US interested in LNG imports through port of Sines – US energy secretary

  • Lusa
  • 13 February 2020

The Secretary of Energy of the USA said there is American interest in the Port of Sines (PSA) and also in Portugal.

The Secretary of Energy of the USA, Dan Brouillette, said Wednesday there is American interest in the Port of Sines (PSA), in the district of Setúbal, but also in Portugal, taking into account the “importance of energy independence”.

“There is American interest in this particular port but not only here but also in Portugal, in Europe. We have said it in the past, we think that energy independence is important and that energy security is, in fact, national security, not only for Portugal and the USA, but for the whole of Europe”, underlined Dan Brouillette.

The Energy Secretary spoke to journalists at the end of a visit he made today to the container and LNG terminals in the Port of Sines.

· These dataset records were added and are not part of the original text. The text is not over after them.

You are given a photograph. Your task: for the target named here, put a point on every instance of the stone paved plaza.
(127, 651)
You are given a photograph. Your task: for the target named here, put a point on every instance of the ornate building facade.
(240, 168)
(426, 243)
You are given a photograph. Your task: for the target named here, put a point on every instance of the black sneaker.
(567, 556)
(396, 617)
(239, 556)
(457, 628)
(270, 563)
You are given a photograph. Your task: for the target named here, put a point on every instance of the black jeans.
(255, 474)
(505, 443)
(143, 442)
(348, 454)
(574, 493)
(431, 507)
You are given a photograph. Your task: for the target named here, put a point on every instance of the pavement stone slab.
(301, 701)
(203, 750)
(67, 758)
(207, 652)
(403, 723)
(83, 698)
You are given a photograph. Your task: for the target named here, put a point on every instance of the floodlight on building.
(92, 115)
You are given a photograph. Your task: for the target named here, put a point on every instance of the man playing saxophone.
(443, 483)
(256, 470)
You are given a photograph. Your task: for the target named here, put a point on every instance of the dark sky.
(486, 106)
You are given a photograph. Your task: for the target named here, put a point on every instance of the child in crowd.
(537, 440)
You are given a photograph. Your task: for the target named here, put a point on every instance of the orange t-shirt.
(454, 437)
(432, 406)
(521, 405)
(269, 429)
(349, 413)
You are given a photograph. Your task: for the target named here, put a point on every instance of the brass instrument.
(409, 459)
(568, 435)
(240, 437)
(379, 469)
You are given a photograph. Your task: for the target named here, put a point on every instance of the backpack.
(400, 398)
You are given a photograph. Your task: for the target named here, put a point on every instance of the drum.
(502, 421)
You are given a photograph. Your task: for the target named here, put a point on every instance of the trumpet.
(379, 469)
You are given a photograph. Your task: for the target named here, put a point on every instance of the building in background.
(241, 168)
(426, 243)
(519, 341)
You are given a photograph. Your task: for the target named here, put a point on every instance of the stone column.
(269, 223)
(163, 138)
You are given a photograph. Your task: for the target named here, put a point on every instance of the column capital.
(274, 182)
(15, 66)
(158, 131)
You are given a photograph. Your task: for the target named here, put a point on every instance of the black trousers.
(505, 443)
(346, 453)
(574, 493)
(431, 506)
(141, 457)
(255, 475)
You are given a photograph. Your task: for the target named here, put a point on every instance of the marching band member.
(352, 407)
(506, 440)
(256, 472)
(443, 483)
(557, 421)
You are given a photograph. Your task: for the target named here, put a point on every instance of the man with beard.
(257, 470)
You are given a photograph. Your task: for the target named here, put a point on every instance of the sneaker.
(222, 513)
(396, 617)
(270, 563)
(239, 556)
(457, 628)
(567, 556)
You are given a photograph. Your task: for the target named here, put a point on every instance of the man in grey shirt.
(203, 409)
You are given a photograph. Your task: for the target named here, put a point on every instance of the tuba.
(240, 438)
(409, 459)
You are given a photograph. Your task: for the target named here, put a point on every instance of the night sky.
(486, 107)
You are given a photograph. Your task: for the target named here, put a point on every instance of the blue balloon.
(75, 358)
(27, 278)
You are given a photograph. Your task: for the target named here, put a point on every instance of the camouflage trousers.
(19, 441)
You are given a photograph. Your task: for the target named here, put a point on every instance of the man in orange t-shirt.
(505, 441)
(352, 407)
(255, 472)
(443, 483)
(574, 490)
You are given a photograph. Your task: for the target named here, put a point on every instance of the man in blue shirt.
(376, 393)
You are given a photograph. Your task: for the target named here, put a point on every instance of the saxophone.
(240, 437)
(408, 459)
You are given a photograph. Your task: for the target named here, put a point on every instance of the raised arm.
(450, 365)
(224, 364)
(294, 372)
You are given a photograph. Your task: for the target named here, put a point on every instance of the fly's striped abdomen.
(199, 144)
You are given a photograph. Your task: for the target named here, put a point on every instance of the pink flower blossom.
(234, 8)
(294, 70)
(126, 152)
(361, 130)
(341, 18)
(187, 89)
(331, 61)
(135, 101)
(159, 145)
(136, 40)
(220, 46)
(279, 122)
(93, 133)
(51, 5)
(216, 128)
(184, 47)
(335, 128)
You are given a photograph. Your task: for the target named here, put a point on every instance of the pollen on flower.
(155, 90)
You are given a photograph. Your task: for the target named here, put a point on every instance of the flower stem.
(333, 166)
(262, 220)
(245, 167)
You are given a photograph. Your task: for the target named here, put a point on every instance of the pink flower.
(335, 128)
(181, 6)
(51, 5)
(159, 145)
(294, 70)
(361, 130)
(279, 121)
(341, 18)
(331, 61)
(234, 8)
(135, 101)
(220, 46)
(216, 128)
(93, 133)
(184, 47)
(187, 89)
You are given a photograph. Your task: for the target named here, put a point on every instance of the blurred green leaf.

During his visit to the container terminal, the US Secretary was fully briefed in the expansion of Terminal XXI, a PSA investment worth €661 million, which will allow it “to double its installed capacity of 4.1 million TEU (equivalent to a 20-foot container), and on the future Vasco da Gama Terminal, which is in the “tender phase”.

For Dan Brouillette, “America has become an exporter of oil and gas, and we think that LNG is an important transition fuel for most European countries, and we think that this port, in particular, serves as a gateway to Europe, not only for American gas but for all the gas circulating in the Atlantic Ocean,” he said.

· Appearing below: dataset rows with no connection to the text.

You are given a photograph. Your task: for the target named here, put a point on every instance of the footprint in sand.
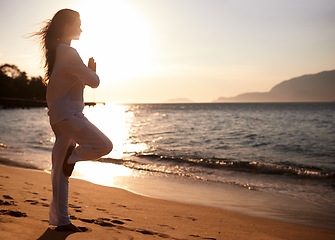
(13, 213)
(7, 197)
(6, 203)
(32, 202)
(187, 218)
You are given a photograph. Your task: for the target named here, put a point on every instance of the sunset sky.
(155, 50)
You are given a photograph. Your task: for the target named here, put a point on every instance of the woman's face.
(73, 31)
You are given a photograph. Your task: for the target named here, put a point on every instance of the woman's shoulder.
(65, 47)
(67, 51)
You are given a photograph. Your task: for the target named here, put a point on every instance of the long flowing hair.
(49, 37)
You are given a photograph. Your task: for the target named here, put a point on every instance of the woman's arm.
(86, 74)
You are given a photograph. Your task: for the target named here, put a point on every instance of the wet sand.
(112, 213)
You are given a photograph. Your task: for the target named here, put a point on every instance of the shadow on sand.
(51, 234)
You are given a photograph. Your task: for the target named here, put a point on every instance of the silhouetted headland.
(318, 87)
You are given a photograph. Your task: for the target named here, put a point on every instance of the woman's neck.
(65, 41)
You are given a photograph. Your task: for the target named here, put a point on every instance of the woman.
(77, 139)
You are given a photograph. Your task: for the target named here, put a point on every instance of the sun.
(119, 39)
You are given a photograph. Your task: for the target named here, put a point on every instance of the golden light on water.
(115, 122)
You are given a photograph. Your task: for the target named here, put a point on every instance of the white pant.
(92, 144)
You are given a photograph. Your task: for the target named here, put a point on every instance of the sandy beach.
(112, 213)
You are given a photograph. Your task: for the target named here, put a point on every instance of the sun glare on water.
(118, 37)
(115, 122)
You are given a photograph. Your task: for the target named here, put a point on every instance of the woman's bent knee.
(109, 147)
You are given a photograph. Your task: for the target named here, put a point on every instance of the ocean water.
(266, 159)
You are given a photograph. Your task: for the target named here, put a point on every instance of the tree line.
(15, 83)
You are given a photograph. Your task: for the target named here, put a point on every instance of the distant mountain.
(179, 100)
(318, 87)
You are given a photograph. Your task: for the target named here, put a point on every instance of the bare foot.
(68, 168)
(68, 228)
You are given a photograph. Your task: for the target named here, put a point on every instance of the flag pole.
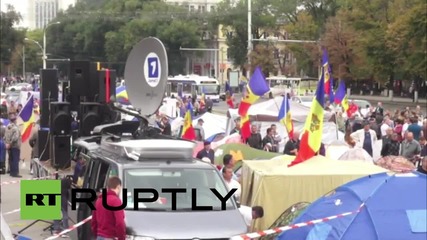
(336, 119)
(278, 109)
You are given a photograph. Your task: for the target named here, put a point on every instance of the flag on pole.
(122, 95)
(256, 88)
(312, 136)
(229, 95)
(27, 116)
(285, 117)
(341, 97)
(327, 73)
(245, 127)
(188, 130)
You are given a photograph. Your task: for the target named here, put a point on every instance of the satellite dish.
(146, 75)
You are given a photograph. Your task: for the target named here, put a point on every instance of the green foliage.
(106, 30)
(10, 36)
(367, 39)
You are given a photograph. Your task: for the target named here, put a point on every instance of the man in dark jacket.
(255, 139)
(106, 223)
(206, 152)
(292, 145)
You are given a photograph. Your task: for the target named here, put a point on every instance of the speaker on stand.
(61, 154)
(60, 138)
(79, 82)
(90, 116)
(48, 93)
(107, 85)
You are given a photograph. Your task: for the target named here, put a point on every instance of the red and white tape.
(10, 212)
(294, 226)
(75, 226)
(17, 181)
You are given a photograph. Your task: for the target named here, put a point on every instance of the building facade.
(41, 12)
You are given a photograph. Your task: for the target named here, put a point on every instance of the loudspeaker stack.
(60, 134)
(48, 93)
(90, 116)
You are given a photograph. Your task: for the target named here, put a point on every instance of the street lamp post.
(250, 46)
(215, 50)
(23, 62)
(44, 43)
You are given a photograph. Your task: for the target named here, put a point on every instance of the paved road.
(10, 200)
(397, 103)
(10, 193)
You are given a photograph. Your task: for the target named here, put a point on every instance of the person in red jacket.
(107, 224)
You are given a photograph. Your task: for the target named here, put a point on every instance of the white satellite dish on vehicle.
(146, 74)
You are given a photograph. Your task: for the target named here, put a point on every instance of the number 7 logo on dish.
(152, 69)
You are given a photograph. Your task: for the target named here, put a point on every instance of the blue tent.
(395, 209)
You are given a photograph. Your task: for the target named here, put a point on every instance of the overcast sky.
(21, 6)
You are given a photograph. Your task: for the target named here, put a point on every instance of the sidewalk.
(387, 99)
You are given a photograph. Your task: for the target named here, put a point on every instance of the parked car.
(20, 87)
(304, 100)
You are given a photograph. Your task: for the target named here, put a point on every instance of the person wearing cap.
(236, 128)
(365, 138)
(13, 144)
(200, 132)
(206, 152)
(165, 126)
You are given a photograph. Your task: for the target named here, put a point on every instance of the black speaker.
(44, 112)
(49, 84)
(79, 78)
(65, 90)
(61, 151)
(93, 84)
(60, 118)
(48, 93)
(107, 85)
(43, 144)
(90, 116)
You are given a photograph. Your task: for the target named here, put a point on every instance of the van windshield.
(200, 179)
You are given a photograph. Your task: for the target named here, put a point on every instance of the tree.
(263, 57)
(107, 32)
(307, 55)
(407, 37)
(10, 36)
(340, 39)
(33, 53)
(233, 16)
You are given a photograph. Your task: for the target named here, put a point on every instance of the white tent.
(266, 113)
(213, 124)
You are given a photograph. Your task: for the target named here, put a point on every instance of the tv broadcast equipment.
(146, 85)
(80, 78)
(90, 116)
(60, 134)
(48, 93)
(106, 85)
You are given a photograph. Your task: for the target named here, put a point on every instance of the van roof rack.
(117, 128)
(151, 149)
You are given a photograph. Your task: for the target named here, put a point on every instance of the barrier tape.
(75, 226)
(10, 212)
(294, 226)
(17, 181)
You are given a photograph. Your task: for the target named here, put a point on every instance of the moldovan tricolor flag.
(188, 130)
(256, 88)
(313, 129)
(122, 95)
(229, 95)
(341, 97)
(327, 73)
(27, 116)
(245, 127)
(285, 117)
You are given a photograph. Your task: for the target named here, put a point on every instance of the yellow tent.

For the Minister of Infrastructure and Housing, Pedro Nuno Santos, who accompanied the US delegation, the Energy Secretary’s visit to Portugal “signals the importance they give to possible investments that can be made in the Port of Sines”.

Highlighting the potential of the Port of Sines as a “gateway to energy not only in Portugal but throughout Europe”, he reiterated that “this visit signals US interest in the possibility of the Port of Sines being used as a gateway to energy, particularly gas, throughout Europe”.

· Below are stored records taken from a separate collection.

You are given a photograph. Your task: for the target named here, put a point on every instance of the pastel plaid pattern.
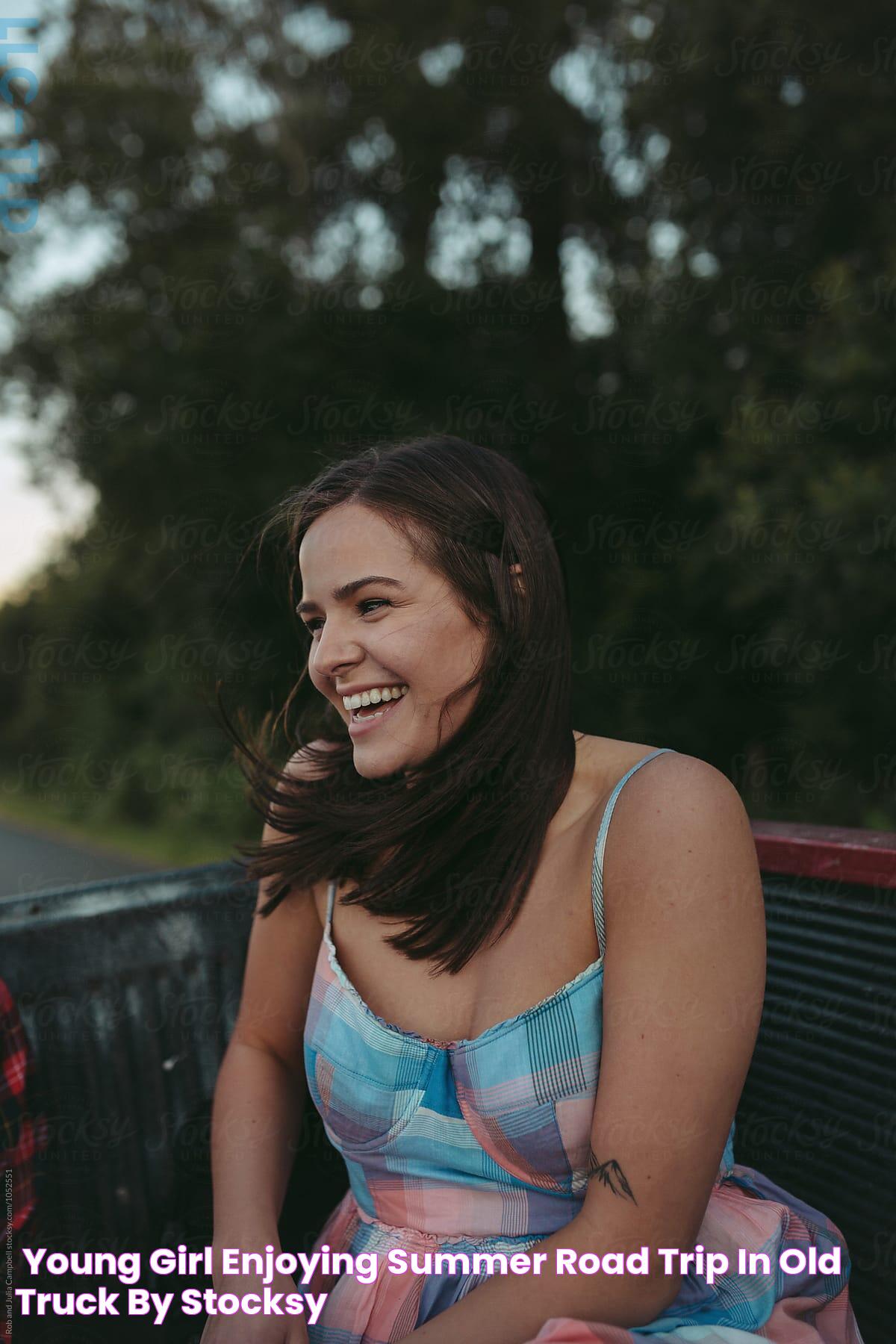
(484, 1144)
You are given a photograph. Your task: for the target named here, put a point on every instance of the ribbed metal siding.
(129, 991)
(818, 1109)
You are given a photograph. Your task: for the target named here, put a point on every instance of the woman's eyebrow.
(347, 589)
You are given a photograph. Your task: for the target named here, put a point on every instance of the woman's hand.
(242, 1328)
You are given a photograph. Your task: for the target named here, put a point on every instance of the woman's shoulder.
(688, 780)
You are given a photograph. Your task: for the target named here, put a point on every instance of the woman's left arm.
(682, 991)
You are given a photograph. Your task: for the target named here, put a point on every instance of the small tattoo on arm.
(610, 1174)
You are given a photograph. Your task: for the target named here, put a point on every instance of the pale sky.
(72, 241)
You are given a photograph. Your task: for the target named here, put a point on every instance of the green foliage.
(721, 461)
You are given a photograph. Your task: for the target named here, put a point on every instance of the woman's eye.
(314, 624)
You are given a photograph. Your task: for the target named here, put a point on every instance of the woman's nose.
(334, 651)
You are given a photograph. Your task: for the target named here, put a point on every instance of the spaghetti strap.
(597, 868)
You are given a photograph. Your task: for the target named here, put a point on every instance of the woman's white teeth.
(375, 697)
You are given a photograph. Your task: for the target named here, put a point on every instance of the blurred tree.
(645, 249)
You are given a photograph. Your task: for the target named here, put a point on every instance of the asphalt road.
(31, 860)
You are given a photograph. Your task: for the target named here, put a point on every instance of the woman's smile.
(373, 714)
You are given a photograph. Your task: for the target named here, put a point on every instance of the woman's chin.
(376, 761)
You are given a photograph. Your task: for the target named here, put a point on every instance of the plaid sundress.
(482, 1145)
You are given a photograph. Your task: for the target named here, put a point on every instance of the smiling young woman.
(504, 1065)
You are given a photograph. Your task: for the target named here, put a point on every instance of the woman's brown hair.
(450, 848)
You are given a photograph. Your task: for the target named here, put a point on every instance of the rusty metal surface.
(129, 991)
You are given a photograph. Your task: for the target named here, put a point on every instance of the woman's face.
(402, 629)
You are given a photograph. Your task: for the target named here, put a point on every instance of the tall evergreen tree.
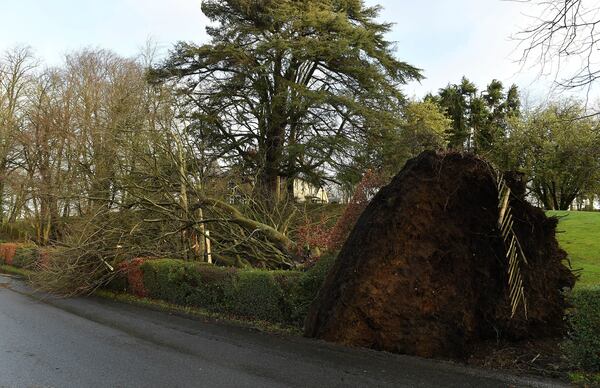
(479, 119)
(286, 87)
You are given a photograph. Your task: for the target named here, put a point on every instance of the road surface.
(89, 342)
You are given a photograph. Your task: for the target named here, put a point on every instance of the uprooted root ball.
(424, 271)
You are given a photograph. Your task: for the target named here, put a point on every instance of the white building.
(305, 191)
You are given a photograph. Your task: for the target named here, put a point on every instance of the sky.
(446, 39)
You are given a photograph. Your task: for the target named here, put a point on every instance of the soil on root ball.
(424, 271)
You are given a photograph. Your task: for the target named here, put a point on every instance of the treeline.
(196, 156)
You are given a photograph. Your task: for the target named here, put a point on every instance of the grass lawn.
(579, 235)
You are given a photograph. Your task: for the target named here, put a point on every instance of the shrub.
(7, 252)
(275, 296)
(583, 345)
(189, 283)
(260, 294)
(135, 276)
(308, 286)
(26, 257)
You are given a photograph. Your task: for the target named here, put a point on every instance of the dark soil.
(424, 271)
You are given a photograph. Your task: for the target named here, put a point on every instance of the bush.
(583, 345)
(26, 257)
(189, 283)
(308, 287)
(264, 295)
(275, 296)
(7, 252)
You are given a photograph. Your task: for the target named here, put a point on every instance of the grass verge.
(579, 235)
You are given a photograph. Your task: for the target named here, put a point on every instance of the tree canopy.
(286, 88)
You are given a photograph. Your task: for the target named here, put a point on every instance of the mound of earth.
(424, 271)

Referring to Europe’s dependence on Russian and Northern European gas supplies, the Minister of Infrastructure said there is an interest “in diversifying Europe’s gas supply with American gas, which currently offers a much more competitive price than what comes from elsewhere”.

This, he said, would “increase Europe’s diversity of supply and its autonomy and not dependence on any particular country”.